IMF şu ana kadar Yunanistan'a 40.7, İrlanda'ya 29.5, Romanya'ya 17.6, Ukrayna'ya 15.4 , Sırbistan'a 4, Letonya'ya 2.3 ve İzlanda'ya 2.2 milyar dolar vermiş bulunuyor. IMF'nin kendisinin de şu anda 222 milyar dolar kadar temel kaynağı ve 41 milyar dolar kadar da zor durumda uzanabileceği yedek akçeleri var. Yani 'yardım bohçası' 243 milyar dolar. Fakat Avrupa IMF'den daha fazlasını istiyor. Diğer taraftan yedi Avrupa ülkesi kararı geçirdikleri takdirde ve G-20 girişimi sonucu olarak ek destek verecekler ve IMF'nin kredi kapasitesi de 450 milyar dolara çıkacak. ABD de daha önce verdiklerine ek 106 milyar dolar ekleme vaat etmiş bulunuyor. Gerekli mi? Latin Amerikalı MIT Profesörü ve Latin Amerka'daki geçmiş borç sorunlarında büyük deneyimi olan ve 8 Haziran'da TEPAV'ın İstanbul'daki toplantısında konuşacak olan ünlü Ricardo Hausman, 'Bu durumlarda eldeki cephane fazlası miktarı önemlidir!' diyor.
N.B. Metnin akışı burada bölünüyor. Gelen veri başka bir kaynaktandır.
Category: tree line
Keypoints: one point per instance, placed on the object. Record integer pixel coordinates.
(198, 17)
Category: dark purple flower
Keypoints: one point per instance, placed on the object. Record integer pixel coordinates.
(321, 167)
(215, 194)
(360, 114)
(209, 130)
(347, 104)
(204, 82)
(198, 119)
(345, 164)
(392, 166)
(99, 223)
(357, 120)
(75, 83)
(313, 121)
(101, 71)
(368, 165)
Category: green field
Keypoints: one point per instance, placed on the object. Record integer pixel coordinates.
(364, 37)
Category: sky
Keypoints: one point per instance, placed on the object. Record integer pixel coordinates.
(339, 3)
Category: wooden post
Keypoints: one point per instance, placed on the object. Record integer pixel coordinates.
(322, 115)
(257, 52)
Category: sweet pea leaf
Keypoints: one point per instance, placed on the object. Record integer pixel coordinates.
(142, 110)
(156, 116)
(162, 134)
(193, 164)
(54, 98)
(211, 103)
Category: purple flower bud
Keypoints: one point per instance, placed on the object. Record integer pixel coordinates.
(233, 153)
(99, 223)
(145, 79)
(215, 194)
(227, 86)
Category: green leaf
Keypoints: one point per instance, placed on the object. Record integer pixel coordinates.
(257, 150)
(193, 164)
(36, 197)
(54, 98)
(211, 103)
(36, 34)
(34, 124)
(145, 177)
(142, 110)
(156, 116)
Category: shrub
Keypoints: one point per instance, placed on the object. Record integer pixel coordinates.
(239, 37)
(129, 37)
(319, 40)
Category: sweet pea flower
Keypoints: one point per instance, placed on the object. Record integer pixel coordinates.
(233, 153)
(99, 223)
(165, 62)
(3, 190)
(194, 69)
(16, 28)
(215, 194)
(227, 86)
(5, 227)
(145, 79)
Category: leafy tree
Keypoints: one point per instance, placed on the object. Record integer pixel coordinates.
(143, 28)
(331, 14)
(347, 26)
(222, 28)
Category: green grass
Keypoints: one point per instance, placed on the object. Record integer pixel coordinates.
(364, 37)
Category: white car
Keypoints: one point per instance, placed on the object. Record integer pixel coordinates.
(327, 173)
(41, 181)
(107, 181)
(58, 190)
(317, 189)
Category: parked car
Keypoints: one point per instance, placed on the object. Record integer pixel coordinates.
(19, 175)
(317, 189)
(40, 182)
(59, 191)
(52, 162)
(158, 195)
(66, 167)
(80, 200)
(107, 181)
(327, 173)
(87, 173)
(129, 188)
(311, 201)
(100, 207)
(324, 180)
İkinci finansman kaynağı ise Avrupa ülkelerinin kurtarma fonuna katkıları. Mayıs ayında Yunanistan'ın kurtarılması için 110 milyar euroluk (146 milyar dolarlık) bir fon yaratmış ve tüm euro bölgesi için de 750 milyar euroluk bir fon toplamayı vaat etmişlerdi. 28 Kasım'da ise İrlanda'nın sorunlarının büyümesi nedeniyle de İrlanda'ya 85 milyar euroluk bir fon yardımı organize etmişlerdi. Ancak İrlanda'ya sağlanan finansmanın faizi yüzde 5.8 civarında. Borcun azaltılması sürecinde reel faizin reel büyümenin altında olması gerek. İrlanda yakın bir gelecekte yüzde 5 üzerinde reel büyüme sağlayamayacağına göre kendisinin sorunları aşması bu faizle mümkün değil. Yatırımcı ve finansörler endişeli.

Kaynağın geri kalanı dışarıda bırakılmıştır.